Bringing Continuous Delivery to Big Data Applications
YOW! Data 2019
In this presentation I will talk about our experience at SEEK implementing Continuous- Integration & Delivery (CI/CD) in two of our Big Data applications.
I will talk about the Data Lake project and its use of micro-services to break down data ingestion and validation tasks, and how it enables us to deploy changes to production more frequently. Data enters SEEK’s data lake through a variety of sources, including AWS S3, Kinesis and SNS. We use a number of loosely coupled serverless microservices and Spark jobs to implement a multi-layer data ingestion and validation pipeline. Using the microservices architecture enables us to develop, test and deploy the components of the pipeline independently and while the pipeline is operating.
We use Test-Driven Development to define the behaviour of micro-services and verify that they transform the data correctly. Our deployment pipeline is triggered on each code check-in and deploys a component once its tests pass. The data processing pipeline is idempotent so if there is a bug or integration problem in a component we can fix it by replaying the affected data batches through the component.

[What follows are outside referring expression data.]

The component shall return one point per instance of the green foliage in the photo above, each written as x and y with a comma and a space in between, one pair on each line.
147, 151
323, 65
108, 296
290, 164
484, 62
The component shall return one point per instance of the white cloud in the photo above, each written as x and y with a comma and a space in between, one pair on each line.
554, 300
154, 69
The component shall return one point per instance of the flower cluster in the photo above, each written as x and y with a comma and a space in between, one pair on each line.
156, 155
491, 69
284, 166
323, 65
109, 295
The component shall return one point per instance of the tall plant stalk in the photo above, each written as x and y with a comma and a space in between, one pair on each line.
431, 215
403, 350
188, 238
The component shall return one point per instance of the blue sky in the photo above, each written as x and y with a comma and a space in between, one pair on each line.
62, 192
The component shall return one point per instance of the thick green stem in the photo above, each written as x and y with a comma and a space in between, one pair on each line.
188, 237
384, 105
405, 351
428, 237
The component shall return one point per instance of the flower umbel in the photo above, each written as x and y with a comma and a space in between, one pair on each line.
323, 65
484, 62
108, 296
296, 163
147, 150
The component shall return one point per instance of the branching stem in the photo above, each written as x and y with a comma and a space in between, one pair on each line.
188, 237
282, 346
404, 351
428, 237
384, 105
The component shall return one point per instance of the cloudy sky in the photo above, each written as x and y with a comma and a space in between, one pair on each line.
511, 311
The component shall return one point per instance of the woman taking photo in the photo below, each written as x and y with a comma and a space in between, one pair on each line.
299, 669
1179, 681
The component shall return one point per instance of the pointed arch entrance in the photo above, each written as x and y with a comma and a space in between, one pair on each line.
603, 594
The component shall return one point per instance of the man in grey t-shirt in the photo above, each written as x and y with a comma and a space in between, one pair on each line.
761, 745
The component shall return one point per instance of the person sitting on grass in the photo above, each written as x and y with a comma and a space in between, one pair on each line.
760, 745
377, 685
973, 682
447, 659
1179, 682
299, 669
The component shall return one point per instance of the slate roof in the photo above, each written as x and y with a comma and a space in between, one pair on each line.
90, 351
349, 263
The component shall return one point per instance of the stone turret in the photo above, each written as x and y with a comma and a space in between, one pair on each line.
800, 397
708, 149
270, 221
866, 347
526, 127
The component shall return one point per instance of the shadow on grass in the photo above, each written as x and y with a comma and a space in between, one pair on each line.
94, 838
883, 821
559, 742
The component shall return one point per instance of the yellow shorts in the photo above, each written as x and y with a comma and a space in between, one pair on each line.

In the last part of the talk, I’ll dive deeper into some of the challenges we solved to implement a CI/CD pipeline for our Spark applications written in Scala.
Principal Data Engineer
Software engineer with more than 15 years of experience in the industry, with roles ranging from developing applications to leading teams. I enjoy speaking and exchanging ideas at local meetups and internal company communities of practice. I am passionate about automation, big data and machine learning.